Dans le même esprit, une collaboration renforcée entre les différents régulateurs s'impose pour tendre vers plus de mutualisation, plus de cohérence et plus d'efficacité dans l'action. La loi annoncée par le Gouvernement pour cette année sera naturellement une échéance décisive ; le collège du CSA, qui a formulé il y a peu de nombreuses propositions pour refonder la régulation, jouera, par ses avis, tout le rôle qui lui revient.
Ma troisième conviction, c'est que le CSA est une institution qui doit être toujours plus ouverte sur l'extérieur. L'indépendance qui est sa marque et que j'entends défendre ne saurait, dans mon esprit, être synonyme d'isolement ou de repli sur soi. Comment pourrait-on bien réguler sans être à l'écoute de l'écosystème ? Le CSA doit d'abord être ouvert à la représentation nationale. En la matière, ma vision est simple et sans ambiguïté : je me tiendrai toujours à la disposition du Parlement, en particulier de votre commission pour enrichir nos travaux, pour expliquer nos objectifs et nos choix, mais aussi pour imaginer ensemble les évolutions souhaitables et utiles. Il appartient au seul législateur de définir nos missions et les ressources qui leur sont nécessaires ; il nous revient de les remplir au mieux et au meilleur coût. C'est pourquoi je considère ce dialogue permanent entre le Parlement et le CSA comme essentiel pour asseoir la pleine légitimité de son action.

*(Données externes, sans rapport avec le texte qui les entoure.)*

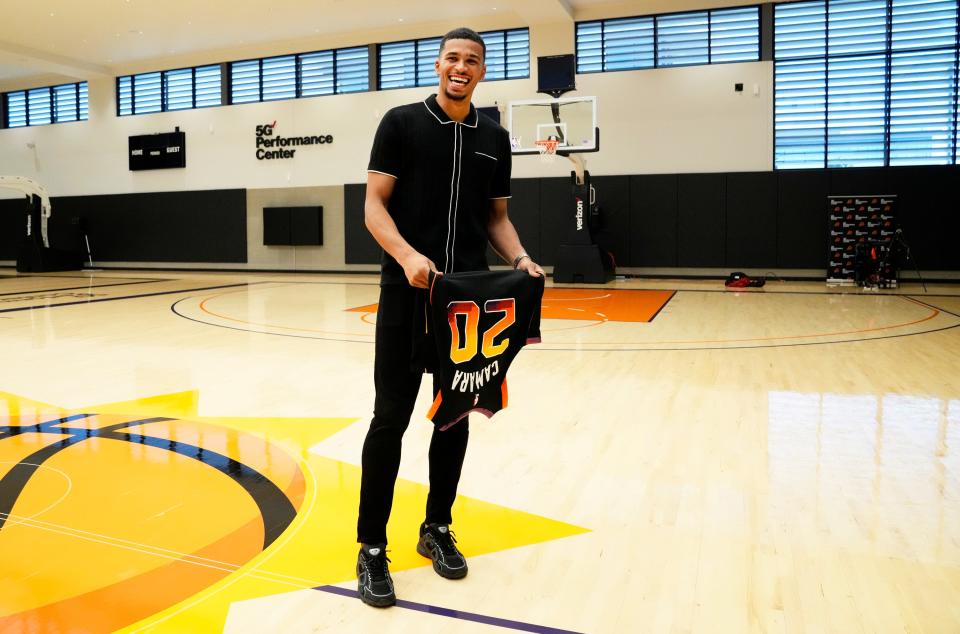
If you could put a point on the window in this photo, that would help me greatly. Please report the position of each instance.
(52, 104)
(169, 90)
(675, 39)
(865, 83)
(313, 74)
(410, 63)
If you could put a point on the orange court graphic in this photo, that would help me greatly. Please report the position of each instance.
(592, 304)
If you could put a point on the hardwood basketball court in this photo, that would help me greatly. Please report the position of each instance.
(180, 452)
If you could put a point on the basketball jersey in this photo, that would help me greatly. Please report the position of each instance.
(480, 320)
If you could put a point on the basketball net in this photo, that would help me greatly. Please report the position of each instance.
(548, 149)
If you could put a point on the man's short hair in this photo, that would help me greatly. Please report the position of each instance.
(463, 33)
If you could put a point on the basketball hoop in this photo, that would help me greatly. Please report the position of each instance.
(547, 146)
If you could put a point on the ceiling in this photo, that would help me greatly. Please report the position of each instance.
(102, 38)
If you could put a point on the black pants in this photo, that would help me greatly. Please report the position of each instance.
(396, 391)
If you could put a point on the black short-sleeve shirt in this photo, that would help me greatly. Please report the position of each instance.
(447, 173)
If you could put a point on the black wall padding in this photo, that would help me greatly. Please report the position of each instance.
(730, 221)
(190, 226)
(359, 245)
(12, 226)
(929, 215)
(702, 220)
(653, 221)
(802, 222)
(751, 206)
(613, 230)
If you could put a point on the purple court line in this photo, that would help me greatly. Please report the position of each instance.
(113, 299)
(456, 614)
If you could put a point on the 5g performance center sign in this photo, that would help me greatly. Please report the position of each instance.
(266, 142)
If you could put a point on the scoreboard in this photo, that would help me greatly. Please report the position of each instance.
(158, 151)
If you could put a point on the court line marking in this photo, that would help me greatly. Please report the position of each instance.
(173, 309)
(204, 309)
(928, 305)
(647, 348)
(113, 299)
(254, 564)
(759, 347)
(456, 614)
(73, 288)
(299, 583)
(50, 506)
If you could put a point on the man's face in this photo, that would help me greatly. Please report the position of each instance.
(460, 67)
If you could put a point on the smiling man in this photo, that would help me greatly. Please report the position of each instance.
(437, 189)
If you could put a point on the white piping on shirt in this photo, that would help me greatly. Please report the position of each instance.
(456, 203)
(450, 247)
(453, 175)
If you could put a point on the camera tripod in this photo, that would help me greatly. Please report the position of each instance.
(894, 247)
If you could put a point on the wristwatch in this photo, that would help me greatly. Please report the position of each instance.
(516, 260)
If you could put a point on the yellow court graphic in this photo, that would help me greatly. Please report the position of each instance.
(144, 515)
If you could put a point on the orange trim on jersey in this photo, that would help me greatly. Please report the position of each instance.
(435, 406)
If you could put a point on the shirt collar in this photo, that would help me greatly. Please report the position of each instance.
(441, 116)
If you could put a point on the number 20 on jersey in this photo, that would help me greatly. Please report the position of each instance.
(466, 349)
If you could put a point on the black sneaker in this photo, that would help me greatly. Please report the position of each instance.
(438, 543)
(374, 586)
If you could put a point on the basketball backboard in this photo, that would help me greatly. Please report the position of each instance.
(571, 120)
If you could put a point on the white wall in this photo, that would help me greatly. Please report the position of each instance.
(652, 121)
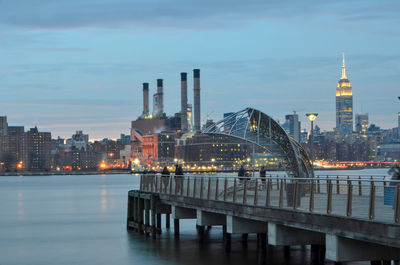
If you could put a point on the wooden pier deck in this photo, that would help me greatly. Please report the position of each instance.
(319, 212)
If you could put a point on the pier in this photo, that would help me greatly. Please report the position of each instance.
(342, 218)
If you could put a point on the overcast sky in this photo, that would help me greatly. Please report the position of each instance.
(80, 64)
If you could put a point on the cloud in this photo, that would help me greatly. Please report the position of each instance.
(47, 14)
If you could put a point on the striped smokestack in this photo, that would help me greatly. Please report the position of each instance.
(196, 92)
(184, 126)
(160, 94)
(145, 99)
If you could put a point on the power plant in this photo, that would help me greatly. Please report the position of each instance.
(158, 121)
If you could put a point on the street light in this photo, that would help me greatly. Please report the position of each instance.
(312, 117)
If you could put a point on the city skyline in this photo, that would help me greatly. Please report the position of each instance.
(84, 70)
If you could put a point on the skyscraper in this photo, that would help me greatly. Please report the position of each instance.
(344, 103)
(3, 125)
(293, 125)
(361, 122)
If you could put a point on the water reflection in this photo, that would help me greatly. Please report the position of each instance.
(103, 200)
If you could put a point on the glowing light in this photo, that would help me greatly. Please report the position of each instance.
(312, 116)
(20, 165)
(103, 166)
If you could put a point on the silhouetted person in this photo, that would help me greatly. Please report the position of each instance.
(165, 178)
(179, 178)
(263, 174)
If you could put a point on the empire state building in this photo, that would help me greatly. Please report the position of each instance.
(344, 103)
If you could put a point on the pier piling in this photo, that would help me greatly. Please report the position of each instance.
(176, 228)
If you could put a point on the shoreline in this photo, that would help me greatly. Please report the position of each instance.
(66, 173)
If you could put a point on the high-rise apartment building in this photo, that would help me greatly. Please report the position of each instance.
(293, 126)
(36, 149)
(344, 103)
(362, 122)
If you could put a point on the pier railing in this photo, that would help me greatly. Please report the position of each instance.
(361, 197)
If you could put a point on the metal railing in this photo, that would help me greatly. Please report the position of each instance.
(363, 197)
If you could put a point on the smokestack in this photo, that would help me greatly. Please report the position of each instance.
(145, 99)
(160, 109)
(184, 126)
(196, 92)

Le CSA doit également être ouvert sur nos concitoyens qui sont, en définitive, les premiers bénéficiaires de la liberté de communication. Au-delà du traitement normal des plaintes, l'institution doit s'attacher à prendre en compte les attentes des Français, elle doit veiller à la transparence de ses interventions à la pédagogie de ses initiatives et de ses décisions. La régulation aura de plus en plus une dimension participative.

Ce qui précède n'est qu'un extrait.